Trust me - it works EVERY time!
In this case, Nia is nearly deaf! When I have to yell if she wants dessert and she's only five feet away; she's deaf! Temporarily thank goodness cause all this yelling is giving me those dreaded migraines which I have become so pissed off about fond of lately.
Have we talked about the separation of late? Oh, we haven't! That's cause it's moving in extra slow motion these days! He moved his business equipment out so that he could start working in a town nearby. NOW he is finding "excuses" on how he doesn't think that is going to work out and he's only been at for 2 weeks now.
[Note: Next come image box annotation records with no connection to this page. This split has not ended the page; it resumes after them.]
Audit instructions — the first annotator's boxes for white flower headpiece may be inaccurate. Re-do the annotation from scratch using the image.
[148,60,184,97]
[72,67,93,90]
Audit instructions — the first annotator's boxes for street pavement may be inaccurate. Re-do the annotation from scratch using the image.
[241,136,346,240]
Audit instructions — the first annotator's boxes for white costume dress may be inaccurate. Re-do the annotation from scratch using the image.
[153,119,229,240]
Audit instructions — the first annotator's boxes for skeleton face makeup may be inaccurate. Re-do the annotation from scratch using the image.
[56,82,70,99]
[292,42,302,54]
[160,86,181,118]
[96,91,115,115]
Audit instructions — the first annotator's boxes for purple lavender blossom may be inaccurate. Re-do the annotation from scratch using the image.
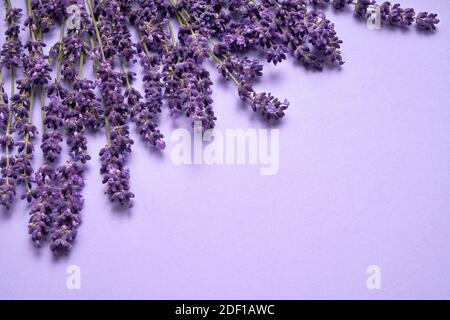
[49,161,84,255]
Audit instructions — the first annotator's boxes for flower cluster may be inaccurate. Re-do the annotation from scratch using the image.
[0,0,439,254]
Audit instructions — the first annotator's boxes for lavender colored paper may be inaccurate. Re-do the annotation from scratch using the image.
[0,0,450,299]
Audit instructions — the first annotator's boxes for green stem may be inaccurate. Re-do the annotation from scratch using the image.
[84,0,106,61]
[41,86,45,135]
[168,20,177,45]
[169,0,241,87]
[78,51,84,80]
[56,18,65,82]
[120,58,131,89]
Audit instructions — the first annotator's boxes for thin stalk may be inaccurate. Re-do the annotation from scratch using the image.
[4,67,15,184]
[170,0,241,87]
[78,51,84,80]
[85,0,106,61]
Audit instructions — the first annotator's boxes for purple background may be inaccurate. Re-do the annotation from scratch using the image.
[0,0,450,299]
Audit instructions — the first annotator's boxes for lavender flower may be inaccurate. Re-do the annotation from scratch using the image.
[28,164,57,246]
[0,7,23,69]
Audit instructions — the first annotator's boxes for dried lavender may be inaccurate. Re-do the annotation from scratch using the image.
[87,0,134,206]
[0,0,439,254]
[50,161,84,254]
[0,0,23,209]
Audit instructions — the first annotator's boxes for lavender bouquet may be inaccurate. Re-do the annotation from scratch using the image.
[0,0,439,255]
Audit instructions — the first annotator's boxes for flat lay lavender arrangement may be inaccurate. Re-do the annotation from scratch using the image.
[0,0,439,255]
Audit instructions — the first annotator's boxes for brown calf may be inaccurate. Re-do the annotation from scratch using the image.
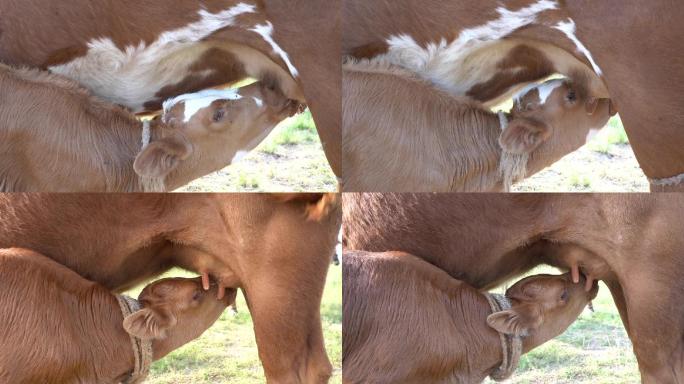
[0,66,299,192]
[0,248,237,384]
[343,193,684,384]
[342,251,598,384]
[342,63,610,192]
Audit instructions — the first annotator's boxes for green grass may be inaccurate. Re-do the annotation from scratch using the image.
[568,170,591,188]
[257,111,318,154]
[123,266,342,384]
[587,115,629,154]
[486,267,640,384]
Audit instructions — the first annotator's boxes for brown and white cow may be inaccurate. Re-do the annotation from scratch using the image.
[0,0,341,174]
[343,194,684,383]
[342,63,610,192]
[0,66,299,192]
[0,194,341,383]
[342,0,684,190]
[0,248,237,383]
[342,250,598,384]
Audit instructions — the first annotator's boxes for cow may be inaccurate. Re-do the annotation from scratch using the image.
[0,248,237,383]
[0,194,341,383]
[342,250,598,384]
[342,0,684,191]
[343,194,684,383]
[0,66,300,192]
[342,62,611,192]
[0,0,341,174]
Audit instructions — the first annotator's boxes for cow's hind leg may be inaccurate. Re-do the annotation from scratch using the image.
[245,264,332,384]
[242,211,340,384]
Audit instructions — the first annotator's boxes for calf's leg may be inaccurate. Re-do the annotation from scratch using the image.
[618,269,684,384]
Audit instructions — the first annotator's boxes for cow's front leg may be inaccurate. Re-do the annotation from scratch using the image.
[604,280,629,333]
[244,254,332,384]
[621,269,684,384]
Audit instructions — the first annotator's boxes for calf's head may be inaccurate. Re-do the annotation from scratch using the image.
[487,273,598,352]
[134,78,303,182]
[499,76,613,169]
[123,278,237,359]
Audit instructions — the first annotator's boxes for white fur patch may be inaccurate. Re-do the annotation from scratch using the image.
[554,19,602,76]
[49,3,256,112]
[377,0,558,95]
[250,21,299,77]
[513,79,563,105]
[164,89,242,123]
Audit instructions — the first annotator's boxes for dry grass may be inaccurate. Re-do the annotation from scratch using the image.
[177,111,338,192]
[485,267,640,384]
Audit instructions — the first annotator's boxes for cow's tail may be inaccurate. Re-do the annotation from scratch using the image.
[274,193,341,221]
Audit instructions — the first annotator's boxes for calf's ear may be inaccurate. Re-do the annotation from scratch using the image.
[487,304,542,336]
[133,135,192,177]
[123,308,176,340]
[499,118,551,155]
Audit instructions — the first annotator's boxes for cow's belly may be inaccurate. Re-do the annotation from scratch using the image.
[373,36,608,106]
[49,43,220,112]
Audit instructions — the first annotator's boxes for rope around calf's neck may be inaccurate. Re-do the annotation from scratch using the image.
[116,295,152,384]
[484,292,522,381]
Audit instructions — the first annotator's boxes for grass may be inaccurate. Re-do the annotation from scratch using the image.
[587,115,629,153]
[485,267,640,384]
[123,266,342,384]
[179,110,338,192]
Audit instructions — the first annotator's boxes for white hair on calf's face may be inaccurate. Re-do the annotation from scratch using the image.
[513,79,565,105]
[163,89,242,123]
[554,19,602,76]
[49,2,257,112]
[537,79,564,105]
[378,0,559,94]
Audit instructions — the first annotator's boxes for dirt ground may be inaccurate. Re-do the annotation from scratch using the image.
[511,116,649,192]
[176,112,338,192]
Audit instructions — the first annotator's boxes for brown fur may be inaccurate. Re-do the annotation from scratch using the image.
[0,0,341,175]
[0,248,237,384]
[0,194,340,383]
[342,251,597,384]
[342,0,684,190]
[343,194,684,383]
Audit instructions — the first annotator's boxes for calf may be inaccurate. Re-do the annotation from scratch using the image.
[0,248,236,384]
[0,66,301,192]
[342,63,614,192]
[342,251,598,383]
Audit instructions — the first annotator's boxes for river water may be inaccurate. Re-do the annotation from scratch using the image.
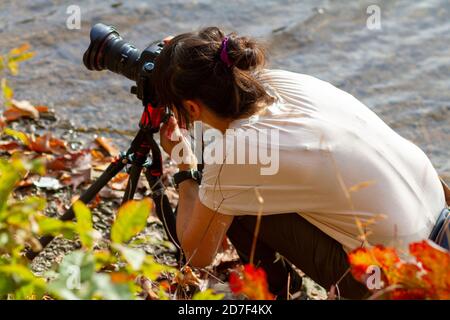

But he sure does have a serious ongoing working relationship with Julian's Xbox Live these days. He'd be a millionaire if he got a penny for every hour he spends on that thing of late. Put it this way, my son is hiding the power cord when he goes to school because it's getting so bad.
That gets PRETTY bad when the child suddenly becomes the parent of video game usage!
This was the conversation between the two of them this morning:
"Dad! You left the Xbox on all night again!"
"No I didn't - I turned it off."
"Noooo you didn't cause I just turned it off. The thing is so hot it feels like it's been on the stove all night."
"Oops!"
"If you don't start turning that thing off at night, you're gonna burn out my hard drive and we don't have the money to replace it because of your irresponsibility!"
Remember! This is my SON talking to the sperm donor.